Lakshya Regia

Lakshya Regia

Comprehensive Guide for not so Regular Expressions

Comprehensive Guide for not so Regular Expressions

Regex or Regular Expressions are the most powerful string matching tool you can include in your tech belt to gain superpowers.

Subscribe to my newsletter and never miss my upcoming articles

What is Regex?

Regular expressions ( or regexes, or regex patterns) are essentially a kind of formal grammar/syntax used to find the set of possible strings that you want to match.

At first, REs can look pretty scary and daunting, but we can write highly efficient matching patterns in terms of length and speed after understanding even a few special characters.

We can use REs to save the day in a variety of use cases :

  • Checking a pattern in string
  • Splitting into strings
  • Replacing part of strings
  • Matching a complete string
  • Cleaning raw data in Natural Language Processing

Hardcoding string expressions not the right way

All major programming languages and even IDEs have their own standard module for regex where the syntax might change, but the underlying concept remains the same.

# python3
import re

pattern = re.compile("doge\\shen+lo+",re.I)
if pattern.match("Doge hennnloo") is not None:
  print("Henlo Doge")
// javascript
const pattern = /doge\shen+lo+/i
if (pattern.test("Doge hennnloo")) {
  console.log("Henlo Doge")
}

Let's get started 🚀

Normal Characters 🇦

You can use regex as you use normal strings/characters for matching too :

console.debug(/king-11/.test('king-11')) // returns true

But certain special characters have to be escaped because they carry special meaning in regex.

\ / [ ] { } . ? + * ^ $ | ( )

// we have to escape back slash in string to be tested as well
console.debug(/\\\/\[\]\{\}\.\?\+\*\^\$\|\(\)/.test('\\/[]{}.?+*^$|()'))
// returns true

Character Class and Regex Characters 🧑🏼‍🤝‍🧑🏼

A character class allows you to define a set of characters from which a match is considered if any of the characters match.

/[aeiou]/.test('e') // returns true
/[aeiou]/.test('c') // returns false

You can also provide range values to regex for defining character classes using -.

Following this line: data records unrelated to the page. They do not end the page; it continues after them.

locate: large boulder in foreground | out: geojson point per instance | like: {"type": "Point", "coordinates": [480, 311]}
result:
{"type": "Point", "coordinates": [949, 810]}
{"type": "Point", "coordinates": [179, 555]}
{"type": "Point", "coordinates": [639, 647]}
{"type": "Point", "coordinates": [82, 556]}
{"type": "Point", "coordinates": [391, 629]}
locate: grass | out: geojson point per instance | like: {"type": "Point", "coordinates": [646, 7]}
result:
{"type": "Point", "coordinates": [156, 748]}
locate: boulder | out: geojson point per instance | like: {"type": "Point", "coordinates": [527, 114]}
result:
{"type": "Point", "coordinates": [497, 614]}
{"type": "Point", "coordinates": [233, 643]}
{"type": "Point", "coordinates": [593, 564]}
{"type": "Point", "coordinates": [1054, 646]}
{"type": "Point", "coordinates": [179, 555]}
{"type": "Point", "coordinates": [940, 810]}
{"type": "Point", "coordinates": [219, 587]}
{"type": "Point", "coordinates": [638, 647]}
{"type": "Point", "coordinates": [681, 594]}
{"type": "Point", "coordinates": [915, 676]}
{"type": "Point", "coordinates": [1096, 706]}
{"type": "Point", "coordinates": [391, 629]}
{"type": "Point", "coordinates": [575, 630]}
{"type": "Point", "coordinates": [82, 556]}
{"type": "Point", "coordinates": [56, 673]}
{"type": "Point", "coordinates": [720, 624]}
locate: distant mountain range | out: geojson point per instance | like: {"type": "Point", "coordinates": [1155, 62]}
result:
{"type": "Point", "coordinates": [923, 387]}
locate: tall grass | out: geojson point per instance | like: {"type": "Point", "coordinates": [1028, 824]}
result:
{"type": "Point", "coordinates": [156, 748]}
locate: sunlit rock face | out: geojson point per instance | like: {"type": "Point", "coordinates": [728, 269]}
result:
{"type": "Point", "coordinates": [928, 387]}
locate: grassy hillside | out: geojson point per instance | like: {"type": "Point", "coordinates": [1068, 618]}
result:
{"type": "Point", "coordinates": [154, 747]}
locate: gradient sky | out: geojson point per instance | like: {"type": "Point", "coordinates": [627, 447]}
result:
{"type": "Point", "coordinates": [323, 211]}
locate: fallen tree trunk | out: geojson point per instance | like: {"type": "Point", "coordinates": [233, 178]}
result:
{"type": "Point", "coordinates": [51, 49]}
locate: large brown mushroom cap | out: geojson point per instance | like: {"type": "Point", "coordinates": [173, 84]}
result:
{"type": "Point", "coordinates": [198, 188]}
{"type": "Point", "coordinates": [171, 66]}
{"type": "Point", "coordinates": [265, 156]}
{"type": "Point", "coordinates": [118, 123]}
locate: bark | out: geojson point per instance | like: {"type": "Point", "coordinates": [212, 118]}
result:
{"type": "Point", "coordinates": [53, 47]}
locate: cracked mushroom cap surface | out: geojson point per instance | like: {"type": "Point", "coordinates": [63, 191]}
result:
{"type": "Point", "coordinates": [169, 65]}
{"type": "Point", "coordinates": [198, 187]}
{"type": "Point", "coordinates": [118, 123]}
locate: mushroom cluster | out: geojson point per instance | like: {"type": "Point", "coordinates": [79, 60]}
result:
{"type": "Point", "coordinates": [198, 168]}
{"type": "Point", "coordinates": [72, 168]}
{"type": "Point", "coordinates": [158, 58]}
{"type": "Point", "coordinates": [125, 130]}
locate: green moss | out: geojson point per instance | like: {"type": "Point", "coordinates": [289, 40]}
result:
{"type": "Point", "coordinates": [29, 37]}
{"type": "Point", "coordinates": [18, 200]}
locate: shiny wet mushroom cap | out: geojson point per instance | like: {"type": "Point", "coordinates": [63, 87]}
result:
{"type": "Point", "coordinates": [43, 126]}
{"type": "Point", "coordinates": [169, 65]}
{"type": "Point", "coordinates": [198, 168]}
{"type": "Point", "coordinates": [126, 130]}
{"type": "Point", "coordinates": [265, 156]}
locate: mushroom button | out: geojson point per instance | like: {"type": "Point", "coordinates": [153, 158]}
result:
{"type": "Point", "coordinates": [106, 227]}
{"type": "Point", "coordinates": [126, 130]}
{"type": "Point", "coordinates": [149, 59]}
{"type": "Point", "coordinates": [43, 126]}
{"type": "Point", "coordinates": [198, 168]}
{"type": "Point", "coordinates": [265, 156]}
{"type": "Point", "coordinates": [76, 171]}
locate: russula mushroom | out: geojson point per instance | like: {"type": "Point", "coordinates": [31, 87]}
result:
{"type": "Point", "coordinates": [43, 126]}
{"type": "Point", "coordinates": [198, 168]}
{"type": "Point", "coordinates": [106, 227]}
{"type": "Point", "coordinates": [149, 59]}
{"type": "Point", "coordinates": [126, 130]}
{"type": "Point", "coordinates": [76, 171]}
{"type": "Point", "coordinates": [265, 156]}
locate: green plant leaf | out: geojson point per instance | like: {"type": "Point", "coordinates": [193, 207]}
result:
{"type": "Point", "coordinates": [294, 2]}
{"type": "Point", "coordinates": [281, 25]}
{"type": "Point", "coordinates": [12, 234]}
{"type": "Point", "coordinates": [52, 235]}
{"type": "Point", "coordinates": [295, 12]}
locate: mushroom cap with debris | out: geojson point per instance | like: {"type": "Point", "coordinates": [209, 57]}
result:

/[a-z]/.test('l') // returns true matches all lowercase alphabets
/[A-Z]/.test('L') // returns true matches all uppercase alphabets
/[0-9]/.test('8') // returns true matches all digits from 0 to 9
/[0-5]/.test('8') // returns false matches all digits from 0 to 5

But if you want to match -, you have to escape it or keep it at the start or end of character class, i.e. [].

/[0\-5]/.test('-') 
// returns true matches 0, 5, -
/[-0-5]/.test('-') 
// returns true matches digits from 0 to 5 and -

We can define complement character class, i.e. characters we don't want to match, by adding ^ at the start of our class.

/[^a-z]/.test('A') 
// returns true doesn't match any lowercase alphabet

Inside a character class, only two characters carry special meaning - in-between characters and ^ at the start of the class rest all other characters don't carry their special meaning; hence we don't need to escape them.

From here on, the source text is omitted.